19 comments on “Ecclesiastes: The Prologue

  1. Wow taking on this is a monumental task. But, I must admit although Eccl is a stretch to understand it became one of my favorite books in a time of real struggle and I benefited from its ‘wisdom or lack thereof’ than any other book with the exception of Proverbs. May the Lord guide you in this endeavor for it takes resolve to stick with it and find the positives rather than focus on the negatives. But, if there is anyone who can do it , I know you can. Blessings ..looking forward to “our journey.” What an adventure lies ahead if we have open minds to receive it.

  2. I have seen that in my own life many times, because what was “important” 30 years ago, lies in “ruins” because of changing government priorities. Facilities were “moth-balled”, programs were cancelled, and a whole department was eliminated. In a way, it is sad to see all that talent and hard-work go to waste. But, I have a higher-calling to help build-up that which is eternal, the Kingdom of God. Sola Deo Gloria.


  3. Nobody remembers the former generations of people, and nobody will remember us.

    This is so true, as a consultant I sometimes revisit old clients, sometimes years later. Few people remember that I was ever there, and the faces change so often that, sometimes, there is no one there that I had previously worked with.

    The American Indian religion, don’t recall if it is Navjo or Cheyenne, belief in the afterlife is that you exist so long as you are remembered. When no one is left who remembers your name then you disappear from the afterlife. Obviously there are those, such as Geronimo and Tecumsa, who will live on forever, but the majority would cease to exist after a few generations.

  4. Pingback: Ecclesiastes: The Prologue | The Life Project | franciscansonthemountains

  5. Hi everyone, hi Don, I am looking forward to a succinct exegeses of this book since it has been years since I have studied it and we have not as yet done it with our own congregation.

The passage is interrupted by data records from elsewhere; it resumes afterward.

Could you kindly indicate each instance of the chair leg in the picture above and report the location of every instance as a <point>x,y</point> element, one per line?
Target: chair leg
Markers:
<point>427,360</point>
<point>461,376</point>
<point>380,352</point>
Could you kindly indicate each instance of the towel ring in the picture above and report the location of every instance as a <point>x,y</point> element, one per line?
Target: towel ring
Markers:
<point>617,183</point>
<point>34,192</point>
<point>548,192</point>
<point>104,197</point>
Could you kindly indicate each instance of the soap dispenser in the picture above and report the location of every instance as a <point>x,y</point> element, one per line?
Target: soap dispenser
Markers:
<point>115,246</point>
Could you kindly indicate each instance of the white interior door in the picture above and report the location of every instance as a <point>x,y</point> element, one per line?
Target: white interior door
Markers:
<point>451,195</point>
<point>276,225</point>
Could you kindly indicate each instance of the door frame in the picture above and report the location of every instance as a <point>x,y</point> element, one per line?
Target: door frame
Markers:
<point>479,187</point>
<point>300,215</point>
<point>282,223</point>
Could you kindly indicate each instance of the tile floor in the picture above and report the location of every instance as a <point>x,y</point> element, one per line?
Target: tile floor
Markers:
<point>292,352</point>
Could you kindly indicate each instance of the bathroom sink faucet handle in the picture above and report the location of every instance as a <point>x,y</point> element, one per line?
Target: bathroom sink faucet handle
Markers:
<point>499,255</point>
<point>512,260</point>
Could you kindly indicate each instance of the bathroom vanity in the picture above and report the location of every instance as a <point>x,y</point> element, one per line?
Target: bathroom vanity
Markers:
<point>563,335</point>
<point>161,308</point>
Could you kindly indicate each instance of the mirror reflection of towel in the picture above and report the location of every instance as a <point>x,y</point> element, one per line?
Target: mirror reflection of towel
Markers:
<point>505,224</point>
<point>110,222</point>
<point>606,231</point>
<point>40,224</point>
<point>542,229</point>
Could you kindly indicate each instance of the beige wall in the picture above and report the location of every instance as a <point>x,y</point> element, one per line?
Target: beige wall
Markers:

  6. My background is science and engineering. One of the funnier things to observe is that even innovation has a certain boredom. New idea! New gizmo! Been there. Done that.

    Innovation has in fact become painful. My jobs have often involved helping folks transition to a new system. Since new government systems are often no better than the old ones (until they work out the bugs), many people fight such changes.

    Myself? I still use an old flip phone. The Internet is a bad enough addiction. What is the point in carrying it around with me?